NOTE: This is the second of a two-part blog post that provides a glimpse inside a research lab at Xerox where scientists and imaging specialists are developing the latest technology. You are invited to play with technology currently being developed and provide valuable feedback directly to the research team. The first post can be found here.
Guest blogger Craig Saunders manages computer vision research at Xerox’s European research lab in Grenoble, France. Craig’s primary research interests lie in Machine Learning and the development and application of algorithms to a wide variety of application domains including digital photos. He has a PhD in Machine Learning
In the last blog entry I covered a little bit the technologies around image classification and retrieval. These are very mature technologies, being investigated my many research groups. In this post we’ll discuss a newer line of emerging research: Aesthetic Image Assessment.
As we discussed before, categorization technology is mature and very good image representations and mathematical models have been found to tackle the problem (if you extract an image patch that looks like a wheel, then the image is more likely to contain a car then a horse for example). But what about aesthetic judgment? What makes an image good or bad, pretty or ugly? These are hard questions to answer because they are subjective and depend on the content (a city-scene shot might require pin-sharp focus and great depth of field, whereas a portrait or macro shot might want the subject in focus and the background blurred for instance).
So how do you go about creating an algorithm that can even attempt this problem? Essentially the two key elements are the same as in the categorization case: first you need to find a good representation for the images, and secondly you need to learn a mathematical model from data. You can use the same representation as we did before to find ‘visual words’ or ‘parts of things’ – but content only tells some of the story. So you might also consider using other features of the image such as exposure, amount of blur, color and so on.

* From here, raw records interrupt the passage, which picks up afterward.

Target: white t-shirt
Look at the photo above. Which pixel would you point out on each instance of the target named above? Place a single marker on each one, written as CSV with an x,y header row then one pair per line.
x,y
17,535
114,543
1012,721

Once you have a combination of these types of attributes you can apply similar mathematical techniques to the ones used for categorization, only this time instead of taking examples of ‘car’, ‘horse’, ‘beach’ to train our algorithm, we use examples where people have personally judged a photo as ‘good’ or ‘bad’ or have given some kind of score.
Is it even possible?
Note that the aesthetic classification is a much harder problem to solve than categorization. Also one can think of many different ways to tackle it (Do you try and learn good/bad separately for each category? Do you learn a general model? What happens to photos where human judgments do not agree?). There are many questions, and it is unlikely to be a ‘solved problem’ any time soon, even if that’s possible. But imagine how easy it would be to select the best photo if some software existed that would help you remove ‘obviously bad’ images and select the best one for the task at hand.
Take a look
Try out our first attempt at doing this by checking out the aesthetic image search demo on Open Xerox. While you can’t upload your own images yet – this demo will give you a taste of what the technology can do. Using a set of images in the demo collection the technology first tries to classify the content (beach, flower, boat, etc.) and then tries to rank the images into good/bad. It’s not perfect but it provides a glimpse of where our research is headed.